On July 25, stock of San Diego-based, deeply-troubled Bridgepoint Education closed at $8.09. It had been as low as $5.31 in the past 52 weeks. Today (August 3), Bridgdepoint closed at $13.10 — a huge ride in one week.
What explains this gigantic goose? For one thing, the for-profit university reported a good quarterly income gain July 26, even though revenue declined. Enrollment registered a small gain, the first in seven quarters.The stock was up more than 40 percent after the earnings were released.
But there could have been another factor. The New York Times revealed that Betsy DeVos, head of the Department of Education, announced that the administration would revoke a rule that has been hurting for-profit colleges. Under the Obama administration, for-profit colleges had to prove that its graduates were able to get gainful employment. This requirement hurt the for-profit education companies, because few can show that their graduates get enough remuneration to pay off their government-guaranteed student loans.
DeVos has been chipping away at other regulations put in place during the Obama years. The restrictions were considered necessary because the for-profits charge much more than non-profit universities, have an inordinately high percentage of total student loans, have a high default rate on those loans and high dropout rate, and then students who graduate have trouble getting remunerative work.
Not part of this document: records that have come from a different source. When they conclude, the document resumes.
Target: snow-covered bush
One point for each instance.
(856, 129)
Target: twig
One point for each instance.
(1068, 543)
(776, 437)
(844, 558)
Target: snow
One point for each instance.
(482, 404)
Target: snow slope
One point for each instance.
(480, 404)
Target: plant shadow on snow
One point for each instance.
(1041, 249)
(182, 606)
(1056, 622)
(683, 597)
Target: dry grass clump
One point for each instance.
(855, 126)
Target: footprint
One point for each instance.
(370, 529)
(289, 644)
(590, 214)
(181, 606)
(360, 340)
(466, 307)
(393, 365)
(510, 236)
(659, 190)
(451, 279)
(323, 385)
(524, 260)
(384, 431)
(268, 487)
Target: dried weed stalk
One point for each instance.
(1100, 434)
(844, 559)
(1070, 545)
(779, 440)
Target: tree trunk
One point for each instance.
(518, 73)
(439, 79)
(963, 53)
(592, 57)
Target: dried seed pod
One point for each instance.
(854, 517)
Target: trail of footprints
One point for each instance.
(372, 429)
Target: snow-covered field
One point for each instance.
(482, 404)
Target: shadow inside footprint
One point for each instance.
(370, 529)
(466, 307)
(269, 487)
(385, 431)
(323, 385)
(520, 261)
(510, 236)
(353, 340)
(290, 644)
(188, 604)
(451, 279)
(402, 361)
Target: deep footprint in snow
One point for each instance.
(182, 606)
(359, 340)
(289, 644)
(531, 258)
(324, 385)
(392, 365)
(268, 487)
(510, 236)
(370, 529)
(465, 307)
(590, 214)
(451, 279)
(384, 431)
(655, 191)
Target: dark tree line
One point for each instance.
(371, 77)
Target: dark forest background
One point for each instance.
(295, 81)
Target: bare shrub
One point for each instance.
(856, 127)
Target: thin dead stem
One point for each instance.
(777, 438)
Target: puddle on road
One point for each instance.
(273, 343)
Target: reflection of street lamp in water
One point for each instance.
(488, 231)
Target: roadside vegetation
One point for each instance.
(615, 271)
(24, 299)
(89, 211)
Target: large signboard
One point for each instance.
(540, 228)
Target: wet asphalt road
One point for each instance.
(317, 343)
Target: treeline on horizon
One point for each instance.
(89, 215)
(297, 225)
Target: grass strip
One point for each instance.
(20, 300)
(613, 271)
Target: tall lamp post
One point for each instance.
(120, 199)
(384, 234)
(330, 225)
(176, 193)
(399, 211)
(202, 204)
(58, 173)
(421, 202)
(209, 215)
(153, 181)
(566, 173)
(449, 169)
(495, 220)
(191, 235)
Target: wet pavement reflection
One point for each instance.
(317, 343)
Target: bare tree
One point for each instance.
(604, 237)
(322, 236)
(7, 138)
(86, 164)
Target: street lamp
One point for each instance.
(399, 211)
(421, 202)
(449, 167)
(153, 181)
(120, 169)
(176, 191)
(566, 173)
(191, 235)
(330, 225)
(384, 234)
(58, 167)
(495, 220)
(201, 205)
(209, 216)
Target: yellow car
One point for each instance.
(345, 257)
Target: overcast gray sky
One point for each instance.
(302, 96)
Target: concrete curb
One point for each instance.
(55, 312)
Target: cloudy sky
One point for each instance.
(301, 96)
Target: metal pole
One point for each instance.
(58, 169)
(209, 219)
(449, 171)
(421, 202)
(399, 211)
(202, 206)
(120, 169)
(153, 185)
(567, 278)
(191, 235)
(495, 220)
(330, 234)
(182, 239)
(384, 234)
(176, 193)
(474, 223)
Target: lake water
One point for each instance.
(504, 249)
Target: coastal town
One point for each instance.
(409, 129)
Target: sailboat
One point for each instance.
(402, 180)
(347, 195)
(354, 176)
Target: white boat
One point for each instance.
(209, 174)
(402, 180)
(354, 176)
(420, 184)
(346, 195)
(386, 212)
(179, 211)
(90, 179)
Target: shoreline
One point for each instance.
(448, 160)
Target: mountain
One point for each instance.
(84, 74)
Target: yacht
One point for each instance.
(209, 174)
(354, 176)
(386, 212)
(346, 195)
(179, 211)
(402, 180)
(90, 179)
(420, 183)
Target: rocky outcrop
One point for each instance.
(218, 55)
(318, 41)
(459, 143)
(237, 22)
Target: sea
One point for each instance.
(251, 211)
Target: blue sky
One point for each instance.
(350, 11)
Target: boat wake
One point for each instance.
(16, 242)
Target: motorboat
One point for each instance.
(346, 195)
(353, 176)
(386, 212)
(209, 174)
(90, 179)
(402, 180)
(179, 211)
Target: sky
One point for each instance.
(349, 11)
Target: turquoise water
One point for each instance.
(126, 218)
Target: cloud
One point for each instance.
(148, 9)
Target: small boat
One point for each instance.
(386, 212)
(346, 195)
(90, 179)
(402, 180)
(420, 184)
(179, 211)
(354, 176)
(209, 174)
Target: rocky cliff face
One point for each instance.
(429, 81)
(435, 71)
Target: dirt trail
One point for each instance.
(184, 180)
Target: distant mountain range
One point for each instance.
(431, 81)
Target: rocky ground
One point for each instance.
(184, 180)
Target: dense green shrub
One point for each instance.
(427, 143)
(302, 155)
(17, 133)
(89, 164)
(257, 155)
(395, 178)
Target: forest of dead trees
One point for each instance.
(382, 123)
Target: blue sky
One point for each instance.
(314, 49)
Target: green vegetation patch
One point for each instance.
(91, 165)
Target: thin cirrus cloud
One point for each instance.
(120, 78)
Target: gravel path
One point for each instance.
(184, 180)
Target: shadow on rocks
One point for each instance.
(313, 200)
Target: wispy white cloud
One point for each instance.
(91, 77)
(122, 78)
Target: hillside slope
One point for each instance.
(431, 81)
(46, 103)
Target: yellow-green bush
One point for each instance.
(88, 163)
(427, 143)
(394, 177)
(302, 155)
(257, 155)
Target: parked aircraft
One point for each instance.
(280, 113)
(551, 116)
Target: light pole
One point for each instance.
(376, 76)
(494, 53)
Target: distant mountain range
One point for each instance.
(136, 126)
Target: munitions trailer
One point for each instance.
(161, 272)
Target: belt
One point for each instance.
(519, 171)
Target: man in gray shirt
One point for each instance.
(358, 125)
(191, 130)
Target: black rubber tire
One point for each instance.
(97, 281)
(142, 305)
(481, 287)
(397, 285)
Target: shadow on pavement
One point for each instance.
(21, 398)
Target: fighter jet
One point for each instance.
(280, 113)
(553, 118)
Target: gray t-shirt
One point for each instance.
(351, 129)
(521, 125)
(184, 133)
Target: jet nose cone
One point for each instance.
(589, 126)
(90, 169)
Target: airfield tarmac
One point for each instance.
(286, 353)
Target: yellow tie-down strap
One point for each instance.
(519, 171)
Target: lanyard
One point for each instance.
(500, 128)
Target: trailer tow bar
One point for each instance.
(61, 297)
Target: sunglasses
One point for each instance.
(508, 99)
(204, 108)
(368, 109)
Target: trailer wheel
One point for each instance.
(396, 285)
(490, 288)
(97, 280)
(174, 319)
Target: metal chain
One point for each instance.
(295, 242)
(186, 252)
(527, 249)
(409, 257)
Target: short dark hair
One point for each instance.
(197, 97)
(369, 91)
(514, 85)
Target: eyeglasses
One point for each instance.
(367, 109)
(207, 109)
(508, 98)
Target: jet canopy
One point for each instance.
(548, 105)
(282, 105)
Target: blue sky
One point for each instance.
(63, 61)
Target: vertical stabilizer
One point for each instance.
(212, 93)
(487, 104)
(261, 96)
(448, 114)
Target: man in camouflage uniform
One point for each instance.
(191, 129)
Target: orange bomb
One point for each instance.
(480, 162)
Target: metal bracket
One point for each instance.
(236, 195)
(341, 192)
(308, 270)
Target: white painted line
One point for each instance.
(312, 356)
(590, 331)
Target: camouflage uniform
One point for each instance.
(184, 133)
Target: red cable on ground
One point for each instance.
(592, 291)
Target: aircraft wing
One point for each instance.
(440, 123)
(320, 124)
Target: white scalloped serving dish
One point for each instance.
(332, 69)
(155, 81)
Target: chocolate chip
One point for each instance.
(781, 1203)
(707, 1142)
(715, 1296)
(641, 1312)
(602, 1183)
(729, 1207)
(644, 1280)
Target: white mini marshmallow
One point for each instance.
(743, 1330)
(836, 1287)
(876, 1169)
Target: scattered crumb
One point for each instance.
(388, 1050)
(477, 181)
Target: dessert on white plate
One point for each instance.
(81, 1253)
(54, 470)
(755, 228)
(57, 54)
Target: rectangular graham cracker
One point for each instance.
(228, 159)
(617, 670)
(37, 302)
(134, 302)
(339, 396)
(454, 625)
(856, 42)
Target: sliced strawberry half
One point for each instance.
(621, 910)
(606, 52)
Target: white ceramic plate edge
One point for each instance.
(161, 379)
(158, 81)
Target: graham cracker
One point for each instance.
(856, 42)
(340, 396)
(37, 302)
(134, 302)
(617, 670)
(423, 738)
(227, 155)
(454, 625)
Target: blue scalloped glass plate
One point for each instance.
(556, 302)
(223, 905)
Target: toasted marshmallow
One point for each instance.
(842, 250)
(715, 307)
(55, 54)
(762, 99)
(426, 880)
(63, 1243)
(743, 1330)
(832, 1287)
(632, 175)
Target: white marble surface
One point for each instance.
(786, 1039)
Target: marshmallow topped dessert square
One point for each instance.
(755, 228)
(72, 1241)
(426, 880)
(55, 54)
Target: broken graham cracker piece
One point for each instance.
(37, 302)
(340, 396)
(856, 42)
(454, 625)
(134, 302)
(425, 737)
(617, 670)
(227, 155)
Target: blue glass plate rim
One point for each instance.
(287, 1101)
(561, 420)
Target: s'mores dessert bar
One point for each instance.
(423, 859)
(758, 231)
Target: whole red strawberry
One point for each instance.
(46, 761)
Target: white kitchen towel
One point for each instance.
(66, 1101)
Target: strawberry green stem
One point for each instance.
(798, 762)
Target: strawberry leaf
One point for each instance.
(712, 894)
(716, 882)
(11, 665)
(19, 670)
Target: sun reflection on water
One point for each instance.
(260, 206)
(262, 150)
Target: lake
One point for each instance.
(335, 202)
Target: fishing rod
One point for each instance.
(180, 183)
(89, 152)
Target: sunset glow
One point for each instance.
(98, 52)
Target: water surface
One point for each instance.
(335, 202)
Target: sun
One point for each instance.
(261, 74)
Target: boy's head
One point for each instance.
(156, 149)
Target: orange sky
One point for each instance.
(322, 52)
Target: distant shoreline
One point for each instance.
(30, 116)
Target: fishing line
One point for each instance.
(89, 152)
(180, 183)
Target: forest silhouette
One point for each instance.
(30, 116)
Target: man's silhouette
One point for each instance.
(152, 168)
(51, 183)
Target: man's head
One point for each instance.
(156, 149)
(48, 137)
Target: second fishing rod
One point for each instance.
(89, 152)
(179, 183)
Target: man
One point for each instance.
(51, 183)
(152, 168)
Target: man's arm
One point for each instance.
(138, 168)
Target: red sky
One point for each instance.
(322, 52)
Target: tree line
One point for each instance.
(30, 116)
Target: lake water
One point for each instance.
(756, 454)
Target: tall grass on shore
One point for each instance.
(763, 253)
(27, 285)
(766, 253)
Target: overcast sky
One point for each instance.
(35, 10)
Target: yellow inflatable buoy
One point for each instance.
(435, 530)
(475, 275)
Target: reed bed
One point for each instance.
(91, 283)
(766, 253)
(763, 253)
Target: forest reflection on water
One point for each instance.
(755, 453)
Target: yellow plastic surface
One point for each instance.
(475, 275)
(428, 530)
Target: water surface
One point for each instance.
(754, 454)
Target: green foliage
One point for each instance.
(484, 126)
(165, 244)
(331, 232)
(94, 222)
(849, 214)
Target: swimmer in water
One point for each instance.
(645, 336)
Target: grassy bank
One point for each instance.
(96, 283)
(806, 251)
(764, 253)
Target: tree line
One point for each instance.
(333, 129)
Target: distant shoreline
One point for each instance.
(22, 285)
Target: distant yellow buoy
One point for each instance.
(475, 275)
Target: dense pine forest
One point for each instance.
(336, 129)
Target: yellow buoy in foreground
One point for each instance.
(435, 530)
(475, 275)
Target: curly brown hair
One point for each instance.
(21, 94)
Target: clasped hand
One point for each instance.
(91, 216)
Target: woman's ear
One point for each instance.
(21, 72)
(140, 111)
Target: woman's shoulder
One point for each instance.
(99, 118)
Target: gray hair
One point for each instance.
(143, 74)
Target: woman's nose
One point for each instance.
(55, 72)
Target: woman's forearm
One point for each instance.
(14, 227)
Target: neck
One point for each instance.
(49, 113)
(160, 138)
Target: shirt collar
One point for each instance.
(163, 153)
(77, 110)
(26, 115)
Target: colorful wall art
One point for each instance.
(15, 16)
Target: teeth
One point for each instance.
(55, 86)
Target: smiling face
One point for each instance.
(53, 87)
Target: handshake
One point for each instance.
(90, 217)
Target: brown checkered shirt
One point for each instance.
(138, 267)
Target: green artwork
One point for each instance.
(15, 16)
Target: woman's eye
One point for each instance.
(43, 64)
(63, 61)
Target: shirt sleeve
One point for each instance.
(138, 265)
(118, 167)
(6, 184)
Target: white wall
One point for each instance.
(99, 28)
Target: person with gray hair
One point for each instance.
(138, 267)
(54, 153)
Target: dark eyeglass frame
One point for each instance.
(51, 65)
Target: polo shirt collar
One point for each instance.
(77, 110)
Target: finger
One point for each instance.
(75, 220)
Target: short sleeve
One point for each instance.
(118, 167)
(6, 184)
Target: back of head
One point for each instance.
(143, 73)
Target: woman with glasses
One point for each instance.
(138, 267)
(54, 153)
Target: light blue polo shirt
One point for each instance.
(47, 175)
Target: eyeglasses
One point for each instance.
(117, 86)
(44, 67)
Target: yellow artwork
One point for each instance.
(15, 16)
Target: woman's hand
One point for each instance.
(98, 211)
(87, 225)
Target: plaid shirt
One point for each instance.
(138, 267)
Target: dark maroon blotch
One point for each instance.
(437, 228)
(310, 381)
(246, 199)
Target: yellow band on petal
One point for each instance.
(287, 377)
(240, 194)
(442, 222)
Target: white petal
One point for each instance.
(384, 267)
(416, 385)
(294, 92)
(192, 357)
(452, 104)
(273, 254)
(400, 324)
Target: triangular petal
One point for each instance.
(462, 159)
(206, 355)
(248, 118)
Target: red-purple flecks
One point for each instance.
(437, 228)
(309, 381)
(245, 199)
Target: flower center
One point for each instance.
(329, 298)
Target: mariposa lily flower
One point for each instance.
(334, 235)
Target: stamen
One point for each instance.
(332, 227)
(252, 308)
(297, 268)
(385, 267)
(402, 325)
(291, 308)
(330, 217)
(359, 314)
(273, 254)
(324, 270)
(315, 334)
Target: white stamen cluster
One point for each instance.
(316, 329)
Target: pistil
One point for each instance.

Bridgepoint’s Ashford University, which accounts for most of the company’s income, had default rates around 15 percent in 2012 through 2014, according to Bridgepoint’s report to the Securities and Exchange Commission for the quarter ended June 30. The document reveals that Bridgepoint has settled a dispute with the California Franchise Tax Board but is still undergoing an audit from the Internal Revenue Service, and battling with the Veterans Administration over government loans.